Johannes Weiner <hannes@xxxxxxxxxxx> · Thu, 17 Nov 2022 11:31:05 -0500

On Thu, Nov 17, 2022 at 09:21:10PM +0530, Aneesh Kumar K V wrote:
> On 11/17/22 9:12 PM, Aneesh Kumar K V wrote:
> > On 11/17/22 8:42 PM, Johannes Weiner wrote:
> >> Hi Aneesh,
> >>
> >> On Thu, Nov 17, 2022 at 12:24:13PM +0530, Aneesh Kumar K.V wrote:
> >>> Currently, we don't pause in balance_dirty_pages with cgroup v1 when we
> >>> have task dirtying too many pages w.r.t to memory limit in the memcg.
> >>> This is because with cgroup v1 all the limits are checked against global
> >>> available resources. So on a system with a large amount of memory, a
> >>> cgroup with a smaller limit can easily hit OOM if the task within the
> >>> cgroup continuously dirty pages.
> >>
> >> Page reclaim has special writeback throttling for cgroup1, see the
> >> folio_wait_writeback() in shrink_folio_list(). It's not as smooth as
> >> proper dirty throttling, but it should prevent OOMs.
> >>
> >> Is this not working anymore?
> > 
> > The test is a simple dd test on on a 256GB system.
> > 
> > root@lp2:/sys/fs/cgroup/memory# mkdir test
> > root@lp2:/sys/fs/cgroup/memory# cd test/
> > root@lp2:/sys/fs/cgroup/memory/test# echo 120M > memory.limit_in_bytes 
> > root@lp2:/sys/fs/cgroup/memory/test# echo $$ > tasks 
> > root@lp2:/sys/fs/cgroup/memory/test# dd if=/dev/zero of=/home/kvaneesh/test bs=1M 
> > Killed
> > 
> > 
> > Will it hit the folio_wait_writeback, because it is sequential i/o and none of the folio
> > we are writing will be in writeback?
> 
> Other way to look at this is, if the writeback is never started via balance_dirty_pages,
> will we be finding folios in shrink_folio_list that is in writeback? 
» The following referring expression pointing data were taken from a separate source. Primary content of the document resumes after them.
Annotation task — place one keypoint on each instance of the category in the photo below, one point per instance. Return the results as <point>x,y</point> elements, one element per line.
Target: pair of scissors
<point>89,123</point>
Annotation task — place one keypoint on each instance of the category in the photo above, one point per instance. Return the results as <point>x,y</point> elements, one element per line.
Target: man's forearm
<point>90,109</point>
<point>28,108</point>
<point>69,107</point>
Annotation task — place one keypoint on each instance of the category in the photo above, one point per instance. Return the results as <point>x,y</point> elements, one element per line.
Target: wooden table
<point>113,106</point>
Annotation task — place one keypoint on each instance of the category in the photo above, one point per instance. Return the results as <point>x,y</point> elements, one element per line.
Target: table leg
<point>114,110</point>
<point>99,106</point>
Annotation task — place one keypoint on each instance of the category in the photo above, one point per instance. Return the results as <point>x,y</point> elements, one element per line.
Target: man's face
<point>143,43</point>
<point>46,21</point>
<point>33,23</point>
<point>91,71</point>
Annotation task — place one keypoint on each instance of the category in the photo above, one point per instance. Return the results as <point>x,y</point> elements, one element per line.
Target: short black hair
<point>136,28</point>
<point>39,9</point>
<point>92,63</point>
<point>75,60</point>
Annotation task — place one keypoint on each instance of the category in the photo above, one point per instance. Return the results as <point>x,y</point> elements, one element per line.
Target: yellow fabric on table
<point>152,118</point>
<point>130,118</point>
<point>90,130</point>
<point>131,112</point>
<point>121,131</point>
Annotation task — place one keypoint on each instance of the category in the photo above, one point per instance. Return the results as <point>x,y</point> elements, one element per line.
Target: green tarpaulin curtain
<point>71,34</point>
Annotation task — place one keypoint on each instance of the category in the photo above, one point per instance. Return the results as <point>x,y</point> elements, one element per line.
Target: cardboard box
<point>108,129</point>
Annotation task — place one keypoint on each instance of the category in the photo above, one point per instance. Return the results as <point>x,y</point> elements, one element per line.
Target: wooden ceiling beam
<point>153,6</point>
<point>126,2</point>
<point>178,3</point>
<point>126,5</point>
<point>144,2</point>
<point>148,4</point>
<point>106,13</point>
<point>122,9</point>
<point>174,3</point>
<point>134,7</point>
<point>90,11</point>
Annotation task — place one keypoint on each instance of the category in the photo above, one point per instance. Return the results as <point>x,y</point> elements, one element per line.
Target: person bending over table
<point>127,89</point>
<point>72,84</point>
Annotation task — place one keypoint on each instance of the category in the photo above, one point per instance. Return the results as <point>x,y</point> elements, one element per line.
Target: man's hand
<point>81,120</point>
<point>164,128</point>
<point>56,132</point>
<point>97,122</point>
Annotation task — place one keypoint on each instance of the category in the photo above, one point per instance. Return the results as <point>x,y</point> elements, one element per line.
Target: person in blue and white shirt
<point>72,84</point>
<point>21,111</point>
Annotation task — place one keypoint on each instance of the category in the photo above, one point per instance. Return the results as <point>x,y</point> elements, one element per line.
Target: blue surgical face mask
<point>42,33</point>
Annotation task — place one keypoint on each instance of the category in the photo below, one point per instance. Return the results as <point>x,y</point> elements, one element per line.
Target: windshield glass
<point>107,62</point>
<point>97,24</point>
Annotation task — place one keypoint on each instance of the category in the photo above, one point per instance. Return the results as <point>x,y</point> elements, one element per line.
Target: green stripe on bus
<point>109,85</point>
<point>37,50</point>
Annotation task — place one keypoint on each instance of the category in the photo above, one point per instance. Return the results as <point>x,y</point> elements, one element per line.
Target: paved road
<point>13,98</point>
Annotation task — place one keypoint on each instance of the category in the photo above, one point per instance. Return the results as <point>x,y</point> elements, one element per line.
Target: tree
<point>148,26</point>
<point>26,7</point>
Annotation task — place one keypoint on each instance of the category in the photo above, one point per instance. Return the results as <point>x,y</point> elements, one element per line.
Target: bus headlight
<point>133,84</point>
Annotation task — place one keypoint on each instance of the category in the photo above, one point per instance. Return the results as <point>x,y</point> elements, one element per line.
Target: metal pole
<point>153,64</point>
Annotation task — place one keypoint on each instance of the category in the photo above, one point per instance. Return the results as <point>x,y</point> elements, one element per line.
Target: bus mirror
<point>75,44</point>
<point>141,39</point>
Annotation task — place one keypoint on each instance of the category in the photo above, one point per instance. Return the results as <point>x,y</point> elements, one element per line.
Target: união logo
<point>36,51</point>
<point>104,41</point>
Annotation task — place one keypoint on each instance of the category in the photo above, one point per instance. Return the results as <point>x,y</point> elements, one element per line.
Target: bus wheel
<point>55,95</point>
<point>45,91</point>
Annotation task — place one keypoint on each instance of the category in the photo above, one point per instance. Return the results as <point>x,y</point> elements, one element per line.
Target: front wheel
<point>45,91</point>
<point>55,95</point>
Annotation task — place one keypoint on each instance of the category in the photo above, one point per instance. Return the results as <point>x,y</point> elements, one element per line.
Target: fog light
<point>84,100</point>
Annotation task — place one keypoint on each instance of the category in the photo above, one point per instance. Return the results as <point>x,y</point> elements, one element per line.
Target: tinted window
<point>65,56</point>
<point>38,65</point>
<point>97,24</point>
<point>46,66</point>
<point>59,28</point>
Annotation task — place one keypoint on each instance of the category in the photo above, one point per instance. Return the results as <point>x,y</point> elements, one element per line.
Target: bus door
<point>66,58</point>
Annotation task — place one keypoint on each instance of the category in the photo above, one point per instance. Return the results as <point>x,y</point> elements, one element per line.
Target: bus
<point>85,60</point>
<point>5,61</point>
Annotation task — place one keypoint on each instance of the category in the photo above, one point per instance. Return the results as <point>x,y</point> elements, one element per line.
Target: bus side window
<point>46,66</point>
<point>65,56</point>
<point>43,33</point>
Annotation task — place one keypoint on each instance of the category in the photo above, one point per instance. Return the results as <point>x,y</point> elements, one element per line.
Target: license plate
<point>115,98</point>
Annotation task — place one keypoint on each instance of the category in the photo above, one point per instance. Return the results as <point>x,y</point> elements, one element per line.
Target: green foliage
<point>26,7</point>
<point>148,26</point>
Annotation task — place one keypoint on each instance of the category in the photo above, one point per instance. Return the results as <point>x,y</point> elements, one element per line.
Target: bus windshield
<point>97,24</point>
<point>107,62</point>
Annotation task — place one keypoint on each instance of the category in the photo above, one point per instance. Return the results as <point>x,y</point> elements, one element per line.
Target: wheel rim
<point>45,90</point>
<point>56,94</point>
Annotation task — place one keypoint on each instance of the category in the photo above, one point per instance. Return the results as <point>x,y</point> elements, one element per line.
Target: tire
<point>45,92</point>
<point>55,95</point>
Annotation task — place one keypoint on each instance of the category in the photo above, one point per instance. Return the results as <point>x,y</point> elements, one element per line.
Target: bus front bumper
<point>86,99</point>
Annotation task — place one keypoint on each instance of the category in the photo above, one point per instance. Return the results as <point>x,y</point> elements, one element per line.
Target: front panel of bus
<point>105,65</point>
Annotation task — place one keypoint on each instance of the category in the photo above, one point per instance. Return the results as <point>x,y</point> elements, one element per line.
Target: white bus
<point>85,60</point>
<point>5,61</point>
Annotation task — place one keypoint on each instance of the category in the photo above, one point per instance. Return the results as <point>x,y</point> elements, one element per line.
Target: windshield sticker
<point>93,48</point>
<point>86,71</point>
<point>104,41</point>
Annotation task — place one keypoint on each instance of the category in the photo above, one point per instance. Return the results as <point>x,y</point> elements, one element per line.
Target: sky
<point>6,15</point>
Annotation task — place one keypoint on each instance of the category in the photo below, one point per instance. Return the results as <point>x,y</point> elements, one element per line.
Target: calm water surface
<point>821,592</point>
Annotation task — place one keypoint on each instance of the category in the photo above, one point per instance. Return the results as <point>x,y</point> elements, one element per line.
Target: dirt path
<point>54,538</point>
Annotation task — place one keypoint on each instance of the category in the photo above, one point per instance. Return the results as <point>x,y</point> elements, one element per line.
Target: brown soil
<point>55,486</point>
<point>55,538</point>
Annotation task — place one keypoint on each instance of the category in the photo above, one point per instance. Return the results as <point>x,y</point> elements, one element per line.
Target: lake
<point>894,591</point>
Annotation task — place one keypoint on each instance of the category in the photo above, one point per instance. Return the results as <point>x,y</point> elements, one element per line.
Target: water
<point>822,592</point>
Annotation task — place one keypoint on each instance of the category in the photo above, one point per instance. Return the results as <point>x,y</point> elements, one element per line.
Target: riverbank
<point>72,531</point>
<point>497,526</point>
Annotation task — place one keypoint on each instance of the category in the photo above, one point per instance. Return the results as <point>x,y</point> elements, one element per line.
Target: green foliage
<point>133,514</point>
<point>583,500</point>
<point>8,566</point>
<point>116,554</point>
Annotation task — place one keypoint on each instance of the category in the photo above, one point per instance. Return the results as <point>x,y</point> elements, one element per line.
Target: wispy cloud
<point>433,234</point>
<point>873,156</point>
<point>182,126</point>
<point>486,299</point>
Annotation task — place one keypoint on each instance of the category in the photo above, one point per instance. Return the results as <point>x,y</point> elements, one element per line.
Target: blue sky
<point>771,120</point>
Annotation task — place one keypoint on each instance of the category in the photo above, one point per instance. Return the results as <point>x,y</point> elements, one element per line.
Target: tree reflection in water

The flushers are started from reclaim if necessary. See this code from
shrink_inactive_list():

	/*
	 * If dirty folios are scanned that are not queued for IO, it
	 * implies that flushers are not doing their job. This can
	 * happen when memory pressure pushes dirty folios to the end of
	 * the LRU before the dirty limits are breached and the dirty
	 * data has expired. It can also happen when the proportion of
	 * dirty folios grows not through writes but through memory
	 * pressure reclaiming all the clean cache. And in some cases,
	 * the flushers simply cannot keep up with the allocation
	 * rate. Nudge the flusher threads in case they are asleep.
	 */
	if (stat.nr_unqueued_dirty == nr_taken)
		wakeup_flusher_threads(WB_REASON_VMSCAN);

It sounds like there isn't enough time for writeback to commence
before the memcg already declares OOM.

If you place a reclaim_throttle(VMSCAN_THROTTLE_WRITEBACK) after that
wakeup, does that fix the issue?